Advertisement

Ex-Party of Apartheid Folds, Agrees to Merger With Main ANC Rival

Share
TIMES STAFF WRITER

The political party that created apartheid, imprisoned Nelson Mandela and later negotiated a peaceful transition to black-majority rule in South Africa has called it quits after 86 years, conceding that it cannot go it alone in the racially mixed nation.

Leaders of the New National Party confirmed Sunday that they have agreed to a merger with the country’s main opposition party, the Democratic Party, under the name Democratic Alliance. The New Nationalists will exist in name only until 2004, when the current term of Parliament ends.

The new coalition will be headed by Democratic Party leader Tony Leon, with New National Party leader Marthinus van Schalkwyk as deputy. The merger, agreed upon in principle Saturday, follows weeks of intense negotiations--including some nasty name-calling by both Leon and Van Schalkwyk--during which Van Schalkwyk ultimately consented to what analysts described as a friendly takeover.

Advertisement

“It offers the National Party a very graceful demise,” said Lawrence Schlemmer, director of Markdata, a Johannesburg-based polling and research company. “There will be a complete amalgamation of the two parties. I can see no other alternative.”

The merger would bring to a formal close one of the most racist chapters in 20th century African history. The Nationalists, under former clergyman and newspaper editor Daniel F. Malan, came to power in 1948 after reinstituting a “purified” version of the party, which had strayed from its strict Afrikaner roots by cooperating with the English-based South African Party before World War II.

Malan’s party held firmly on to power for 46 years, imposing measures favoring Afrikaners and other whites that would ultimately turn South Africa into an international pariah state. In the belief that races should be kept apart, the government moved millions of black South Africans from white areas to nominally independent black homelands.

“The often haphazard segregation of the past 300 years was to be consolidated into a monolithic system that was diabolical in its detail, inescapable in its reach and overwhelming in its power,” Mandela wrote in his autobiography. “From the moment of the Nationalists’ election, we knew that our land would henceforth be a place of tension and strife.”

A Resounding Defeat in Multiracial Elections

Only in 1990, when President Frederik W. de Klerk released Mandela and lifted the ban on black liberation movements, did the party irreversibly abandon its apartheid policies. Four years later, the party was resoundingly defeated by the African National Congress, or ANC, in the country’s first multiracial elections.

It has floundered in search of supporters and an identity ever since.

After quitting an ANC-led government of national unity in 1996, the party lost most of its conservative white voters to the Democrats and relied on a cluster of mixed-race supporters in Western Cape province to keep its political fortunes afloat.

Advertisement

In 1997, one of its most promising leaders, Roelf Meyer, was forced to resign after he suggested that the party disband and start over from scratch. In 1998, the party’s name was changed from the National Party to the New National Party, but the “Bad Nats” reputation stuck throughout.

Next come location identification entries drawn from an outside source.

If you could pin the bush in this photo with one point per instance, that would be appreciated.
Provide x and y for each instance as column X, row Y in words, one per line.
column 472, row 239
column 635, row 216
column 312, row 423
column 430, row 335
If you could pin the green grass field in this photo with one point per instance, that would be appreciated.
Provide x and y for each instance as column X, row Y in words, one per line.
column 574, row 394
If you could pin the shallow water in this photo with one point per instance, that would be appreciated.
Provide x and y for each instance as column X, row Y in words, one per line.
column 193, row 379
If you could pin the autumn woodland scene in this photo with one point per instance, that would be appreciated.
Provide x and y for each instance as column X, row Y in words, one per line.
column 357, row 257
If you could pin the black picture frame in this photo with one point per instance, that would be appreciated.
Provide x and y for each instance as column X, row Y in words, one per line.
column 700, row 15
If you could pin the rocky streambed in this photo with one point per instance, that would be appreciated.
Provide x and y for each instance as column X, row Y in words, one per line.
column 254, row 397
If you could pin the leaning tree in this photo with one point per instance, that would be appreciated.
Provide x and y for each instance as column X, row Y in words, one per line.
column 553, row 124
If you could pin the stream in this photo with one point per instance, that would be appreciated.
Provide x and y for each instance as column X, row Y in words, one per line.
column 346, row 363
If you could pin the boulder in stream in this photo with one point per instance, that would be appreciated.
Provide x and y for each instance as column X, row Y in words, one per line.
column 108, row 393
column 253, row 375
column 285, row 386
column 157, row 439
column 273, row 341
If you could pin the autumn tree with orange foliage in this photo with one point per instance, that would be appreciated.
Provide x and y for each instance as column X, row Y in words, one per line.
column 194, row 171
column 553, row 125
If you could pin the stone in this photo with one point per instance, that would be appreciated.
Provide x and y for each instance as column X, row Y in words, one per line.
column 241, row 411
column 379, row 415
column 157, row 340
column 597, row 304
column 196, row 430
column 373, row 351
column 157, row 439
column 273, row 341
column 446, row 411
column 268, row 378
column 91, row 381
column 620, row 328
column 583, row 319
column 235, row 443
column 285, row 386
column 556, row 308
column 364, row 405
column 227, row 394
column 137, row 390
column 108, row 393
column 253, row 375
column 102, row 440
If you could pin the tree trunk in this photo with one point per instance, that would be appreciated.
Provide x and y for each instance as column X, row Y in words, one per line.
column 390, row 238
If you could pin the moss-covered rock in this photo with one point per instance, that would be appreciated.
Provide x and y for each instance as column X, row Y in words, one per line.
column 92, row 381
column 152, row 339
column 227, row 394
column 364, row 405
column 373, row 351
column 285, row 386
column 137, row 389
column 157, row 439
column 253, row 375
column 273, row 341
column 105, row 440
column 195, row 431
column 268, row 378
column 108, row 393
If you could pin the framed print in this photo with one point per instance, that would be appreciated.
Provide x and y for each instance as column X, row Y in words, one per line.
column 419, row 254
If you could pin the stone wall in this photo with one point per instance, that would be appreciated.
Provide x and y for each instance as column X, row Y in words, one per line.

“If the Democratic Party can sleep in the same bed as the party of old South Africa--the New National Party in this regard--then their philosophy of being democratic was just a farce,” said Nomfanelo Kota-Mayosi, spokeswoman for the ANC. “We think the alliance is based on maintaining white privilege and white interests. Why else would they be interested in joining a party that has committed so many atrocities in the history of this country?”

The merger announcement came one year after the Nationalists were trounced in parliamentary and provincial elections that saw the ANC strengthen its grip on power and the Democratic Party jump into second place as the official opposition.

The Nationalists’ support countrywide fell from 20% in 1994 to 8% in 1999, and in the party’s traditional base in the Western Cape, it held on to the provincial government only through a power-sharing agreement with the Democrats.

Leon, who hopes to bring other opposition parties into the Democratic Alliance, pushed for the merger agreement well in advance of nationwide municipal elections in November. The two parties will now be able to concentrate on defeating the ANC instead of fighting each other.

“The initiative . . . is good news for multi-party democracy in South Africa,” De Klerk said.

Advertisement

New Coalition Brings Together Past Enemies

Ironically, the new coalition brings together bitter enemies from the past: The Democratic Party is the successor to the party of Helen Suzman, for many years the lone member of Parliament to oppose the Nationalist policies of racial separation during the apartheid era.

Suzman said Sunday that South Africa has changed so profoundly in the past decade that the old divisions have become meaningless.

Nonetheless, she said, “I grit my teeth at the thought of having an ex-Nat as deputy [leader]. I will keep my beady eyes on this thing.”